Islamic and Islam-influenced societies are sexually segregated in all aspects of life. Women are physically secluded and have no political power, little formal education (although this is changing among the elite), and little economic control. These societies practice polygyny, and a man may have up to four wives. (Although polygyny is permitted by the Koran, the rule that each wife be treated equally is not always adhered to.) A man may easily obtain a divorce and take any children beyond infancy away from the mother. A woman’s value is based upon her reproductive power.

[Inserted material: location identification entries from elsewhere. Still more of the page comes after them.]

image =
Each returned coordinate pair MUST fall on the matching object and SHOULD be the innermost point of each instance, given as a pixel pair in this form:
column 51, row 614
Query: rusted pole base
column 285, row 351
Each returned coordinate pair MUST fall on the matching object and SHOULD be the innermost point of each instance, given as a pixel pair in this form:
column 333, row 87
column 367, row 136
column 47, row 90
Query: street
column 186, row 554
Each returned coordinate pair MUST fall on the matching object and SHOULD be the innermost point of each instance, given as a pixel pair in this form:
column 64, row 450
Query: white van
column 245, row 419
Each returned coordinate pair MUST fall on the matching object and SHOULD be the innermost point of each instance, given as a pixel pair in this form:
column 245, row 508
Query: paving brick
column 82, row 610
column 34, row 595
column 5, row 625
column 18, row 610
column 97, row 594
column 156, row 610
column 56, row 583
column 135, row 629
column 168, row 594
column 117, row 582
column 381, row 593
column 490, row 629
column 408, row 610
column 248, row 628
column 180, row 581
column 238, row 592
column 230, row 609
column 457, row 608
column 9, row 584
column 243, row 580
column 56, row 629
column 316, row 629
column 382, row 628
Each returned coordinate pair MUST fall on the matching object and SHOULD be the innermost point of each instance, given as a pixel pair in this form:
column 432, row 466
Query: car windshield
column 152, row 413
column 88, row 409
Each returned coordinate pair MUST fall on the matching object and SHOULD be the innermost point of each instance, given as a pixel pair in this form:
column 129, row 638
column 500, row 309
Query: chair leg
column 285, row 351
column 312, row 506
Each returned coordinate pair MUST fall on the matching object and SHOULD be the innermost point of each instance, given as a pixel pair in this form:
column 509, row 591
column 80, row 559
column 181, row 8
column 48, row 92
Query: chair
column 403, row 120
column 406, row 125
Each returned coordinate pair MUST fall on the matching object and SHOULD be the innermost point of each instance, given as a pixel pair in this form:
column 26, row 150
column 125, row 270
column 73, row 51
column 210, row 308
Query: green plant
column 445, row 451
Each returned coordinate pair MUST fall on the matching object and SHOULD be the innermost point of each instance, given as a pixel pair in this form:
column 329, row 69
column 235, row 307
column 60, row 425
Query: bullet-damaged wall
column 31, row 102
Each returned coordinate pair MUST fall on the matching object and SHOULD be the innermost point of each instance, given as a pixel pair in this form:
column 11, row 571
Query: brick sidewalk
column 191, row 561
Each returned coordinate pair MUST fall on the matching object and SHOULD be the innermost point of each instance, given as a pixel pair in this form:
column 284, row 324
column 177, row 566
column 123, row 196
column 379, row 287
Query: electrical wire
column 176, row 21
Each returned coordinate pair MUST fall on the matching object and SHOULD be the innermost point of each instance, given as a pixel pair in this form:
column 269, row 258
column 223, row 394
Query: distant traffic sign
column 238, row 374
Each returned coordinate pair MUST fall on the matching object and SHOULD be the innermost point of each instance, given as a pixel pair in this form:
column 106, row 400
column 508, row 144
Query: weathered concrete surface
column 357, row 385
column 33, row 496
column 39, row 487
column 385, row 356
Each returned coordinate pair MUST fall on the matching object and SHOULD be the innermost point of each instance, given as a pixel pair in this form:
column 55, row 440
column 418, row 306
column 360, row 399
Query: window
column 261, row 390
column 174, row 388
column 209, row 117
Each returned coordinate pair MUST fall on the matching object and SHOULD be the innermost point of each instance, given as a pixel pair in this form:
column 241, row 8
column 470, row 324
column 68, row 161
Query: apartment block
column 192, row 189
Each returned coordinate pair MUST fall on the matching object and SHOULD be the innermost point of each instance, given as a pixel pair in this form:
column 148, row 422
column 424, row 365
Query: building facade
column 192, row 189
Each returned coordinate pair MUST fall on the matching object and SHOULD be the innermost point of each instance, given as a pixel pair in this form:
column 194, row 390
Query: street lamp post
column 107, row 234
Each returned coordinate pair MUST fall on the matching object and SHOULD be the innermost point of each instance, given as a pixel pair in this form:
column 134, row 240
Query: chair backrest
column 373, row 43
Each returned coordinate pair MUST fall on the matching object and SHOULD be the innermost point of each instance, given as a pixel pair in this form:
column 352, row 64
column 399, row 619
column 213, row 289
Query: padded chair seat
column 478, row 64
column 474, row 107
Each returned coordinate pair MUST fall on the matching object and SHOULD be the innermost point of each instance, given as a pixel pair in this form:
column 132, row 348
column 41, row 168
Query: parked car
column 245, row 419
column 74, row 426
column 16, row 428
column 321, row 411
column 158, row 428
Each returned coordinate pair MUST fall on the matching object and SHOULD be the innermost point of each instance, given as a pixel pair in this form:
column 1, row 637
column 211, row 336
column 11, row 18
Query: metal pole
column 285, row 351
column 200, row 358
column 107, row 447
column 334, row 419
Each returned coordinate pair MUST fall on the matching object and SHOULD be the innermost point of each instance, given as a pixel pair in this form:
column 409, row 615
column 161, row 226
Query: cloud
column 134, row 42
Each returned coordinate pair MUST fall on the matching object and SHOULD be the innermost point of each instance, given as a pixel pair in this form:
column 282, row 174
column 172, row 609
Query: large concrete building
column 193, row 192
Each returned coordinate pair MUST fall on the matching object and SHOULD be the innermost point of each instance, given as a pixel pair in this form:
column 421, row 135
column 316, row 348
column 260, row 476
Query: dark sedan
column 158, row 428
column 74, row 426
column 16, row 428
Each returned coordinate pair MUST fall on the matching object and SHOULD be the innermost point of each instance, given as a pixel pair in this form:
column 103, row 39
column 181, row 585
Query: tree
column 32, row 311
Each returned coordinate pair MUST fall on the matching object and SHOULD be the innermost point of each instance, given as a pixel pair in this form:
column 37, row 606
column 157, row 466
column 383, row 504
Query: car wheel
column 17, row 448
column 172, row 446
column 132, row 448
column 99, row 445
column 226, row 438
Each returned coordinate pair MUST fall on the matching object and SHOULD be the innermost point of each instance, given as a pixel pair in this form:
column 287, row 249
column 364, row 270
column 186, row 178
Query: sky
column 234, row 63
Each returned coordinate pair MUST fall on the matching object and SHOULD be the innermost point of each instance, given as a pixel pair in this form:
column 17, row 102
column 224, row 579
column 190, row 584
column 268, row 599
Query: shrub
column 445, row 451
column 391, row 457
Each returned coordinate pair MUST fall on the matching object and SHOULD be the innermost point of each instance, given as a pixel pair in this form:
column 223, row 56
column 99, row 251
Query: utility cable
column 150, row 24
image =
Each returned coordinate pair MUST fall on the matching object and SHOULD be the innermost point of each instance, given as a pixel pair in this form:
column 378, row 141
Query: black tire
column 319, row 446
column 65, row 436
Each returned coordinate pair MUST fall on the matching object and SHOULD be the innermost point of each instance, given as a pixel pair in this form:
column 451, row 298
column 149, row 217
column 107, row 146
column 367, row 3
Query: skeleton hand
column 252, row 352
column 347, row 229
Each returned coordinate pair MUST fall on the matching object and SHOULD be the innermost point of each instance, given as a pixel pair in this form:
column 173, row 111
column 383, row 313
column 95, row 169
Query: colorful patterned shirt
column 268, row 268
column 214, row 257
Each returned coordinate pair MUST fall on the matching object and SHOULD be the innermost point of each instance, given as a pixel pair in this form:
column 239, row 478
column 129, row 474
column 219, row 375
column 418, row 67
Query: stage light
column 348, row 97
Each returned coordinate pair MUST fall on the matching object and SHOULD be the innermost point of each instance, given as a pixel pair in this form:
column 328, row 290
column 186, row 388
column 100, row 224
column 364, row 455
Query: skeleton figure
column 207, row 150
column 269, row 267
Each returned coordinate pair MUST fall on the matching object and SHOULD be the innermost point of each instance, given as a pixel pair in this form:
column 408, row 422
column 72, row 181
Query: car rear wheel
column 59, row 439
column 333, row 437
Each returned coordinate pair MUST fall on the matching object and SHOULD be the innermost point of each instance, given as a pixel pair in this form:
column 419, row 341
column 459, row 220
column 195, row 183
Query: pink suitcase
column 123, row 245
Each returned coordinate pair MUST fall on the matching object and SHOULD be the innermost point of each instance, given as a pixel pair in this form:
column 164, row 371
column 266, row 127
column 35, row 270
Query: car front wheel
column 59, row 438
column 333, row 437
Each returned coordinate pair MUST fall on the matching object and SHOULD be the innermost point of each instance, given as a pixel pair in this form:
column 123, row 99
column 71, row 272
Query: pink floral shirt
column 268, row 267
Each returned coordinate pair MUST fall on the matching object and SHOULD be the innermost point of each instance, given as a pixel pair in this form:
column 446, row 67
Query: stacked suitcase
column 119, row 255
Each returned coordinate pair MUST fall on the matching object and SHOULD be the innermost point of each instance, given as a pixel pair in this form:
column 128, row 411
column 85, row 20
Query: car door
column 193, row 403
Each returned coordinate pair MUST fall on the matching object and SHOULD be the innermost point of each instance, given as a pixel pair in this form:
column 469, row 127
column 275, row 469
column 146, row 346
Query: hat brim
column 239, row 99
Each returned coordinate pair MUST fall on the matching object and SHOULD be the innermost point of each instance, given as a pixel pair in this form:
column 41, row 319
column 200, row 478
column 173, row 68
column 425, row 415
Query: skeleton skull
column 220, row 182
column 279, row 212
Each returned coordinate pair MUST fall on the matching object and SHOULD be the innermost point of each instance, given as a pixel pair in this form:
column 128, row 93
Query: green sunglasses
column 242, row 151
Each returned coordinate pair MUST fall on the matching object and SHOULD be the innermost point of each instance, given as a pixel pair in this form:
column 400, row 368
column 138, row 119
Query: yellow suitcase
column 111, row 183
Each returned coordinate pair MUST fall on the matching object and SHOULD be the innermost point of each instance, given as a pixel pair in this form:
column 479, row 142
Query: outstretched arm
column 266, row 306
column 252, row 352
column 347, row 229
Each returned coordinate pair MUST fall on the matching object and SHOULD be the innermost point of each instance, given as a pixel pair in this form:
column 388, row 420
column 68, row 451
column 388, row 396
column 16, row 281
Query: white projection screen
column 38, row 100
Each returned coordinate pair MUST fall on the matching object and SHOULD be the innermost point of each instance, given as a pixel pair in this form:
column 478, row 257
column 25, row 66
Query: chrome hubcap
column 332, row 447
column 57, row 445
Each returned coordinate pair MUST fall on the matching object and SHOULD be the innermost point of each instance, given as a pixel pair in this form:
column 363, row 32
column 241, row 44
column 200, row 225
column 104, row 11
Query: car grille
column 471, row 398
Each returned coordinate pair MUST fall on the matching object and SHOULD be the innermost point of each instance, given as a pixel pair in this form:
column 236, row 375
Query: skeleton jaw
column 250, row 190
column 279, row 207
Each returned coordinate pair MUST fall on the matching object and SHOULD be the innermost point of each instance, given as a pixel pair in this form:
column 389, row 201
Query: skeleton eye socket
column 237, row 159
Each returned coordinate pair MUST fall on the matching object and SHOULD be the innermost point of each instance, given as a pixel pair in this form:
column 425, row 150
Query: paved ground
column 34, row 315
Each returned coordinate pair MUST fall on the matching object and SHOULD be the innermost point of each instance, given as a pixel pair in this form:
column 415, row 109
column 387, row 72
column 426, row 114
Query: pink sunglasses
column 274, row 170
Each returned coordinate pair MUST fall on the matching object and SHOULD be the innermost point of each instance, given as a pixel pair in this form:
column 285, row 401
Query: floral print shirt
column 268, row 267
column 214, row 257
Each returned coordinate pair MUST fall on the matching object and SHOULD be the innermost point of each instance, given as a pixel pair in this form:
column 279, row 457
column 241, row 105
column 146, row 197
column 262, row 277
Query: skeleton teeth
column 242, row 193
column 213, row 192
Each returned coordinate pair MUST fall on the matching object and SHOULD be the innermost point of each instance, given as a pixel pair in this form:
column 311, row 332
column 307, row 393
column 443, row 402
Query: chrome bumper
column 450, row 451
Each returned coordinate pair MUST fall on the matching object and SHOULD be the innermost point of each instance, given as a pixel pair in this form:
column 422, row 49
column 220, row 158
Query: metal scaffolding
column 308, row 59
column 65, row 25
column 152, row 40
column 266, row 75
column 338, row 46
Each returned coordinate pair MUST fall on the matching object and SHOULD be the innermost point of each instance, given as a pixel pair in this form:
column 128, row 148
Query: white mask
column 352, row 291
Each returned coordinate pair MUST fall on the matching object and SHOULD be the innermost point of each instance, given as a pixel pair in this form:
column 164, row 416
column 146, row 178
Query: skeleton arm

The major rituals and celebrations in a woman’s life surround female circumcision/infibulation, marriage, and childbirth. These are the only times, with the exception of the zâr, that a woman is the center of attention with community support. Although separate from major rituals, the zâr is symbolically similar and allows a woman to garner attention and support. The zâr ceremony is an opportunity for women to communicate to both males and females in the society in a manner not otherwise socially acceptable. I agree with Constantinides that

…by so doing women are emphasizing that the whole basis of society rests upon their reproductive role. Within the rituals and practices they are symbolizing this, their ‘inarticulate power,’ deliberately counterbalancing it against the actual political and economic power of men. Zâr with its woman-centered, woman-run, curative ritual fits well into this set of symbolic sequences.2

The Zâr

At some point in a Sudanese Islamic woman’s life, she will have a “zayran above her;” that is to say, a spirit appears to her. This usually occurs after she has married and her reproductive potential is engaged. The appearance of the zayran usually coincides with a time of personal stress (due to infertility, childbirth, death of a child, etc.) or stress in a marriage (due to infertility, second wives, etc.). This stress will mark the onset of an illness. It is then determined whether the illness is caused by possession or some other condition. Diagnosis of zayran possession can only be made after all other available means for a cure have been attempted and have been unsuccessful. These available means include neighborly advice, over the counter medicines, and the consultations of male religious practitioners. After the diagnosis is made, arrangements must be made for the cure.

It should be kept in mind that it is not always desirable to be diagnosed as possessed since this can involve being stigmatized by men and women in the society, especially if the cure is needed too often and is seen as overtly manipulative. Creating the need for costly cures can become a hindrance. In the zâr cult, the zayran take possession of the woman, but are only controlled for life — not exorcised. A woman can be possessed by more than one spirit, which may lead to the need for more cures. In other cases, the same zayran may place additional demands on the woman, creating the need for additional ceremonies held at different levels of cost to the husband and/or family and friends.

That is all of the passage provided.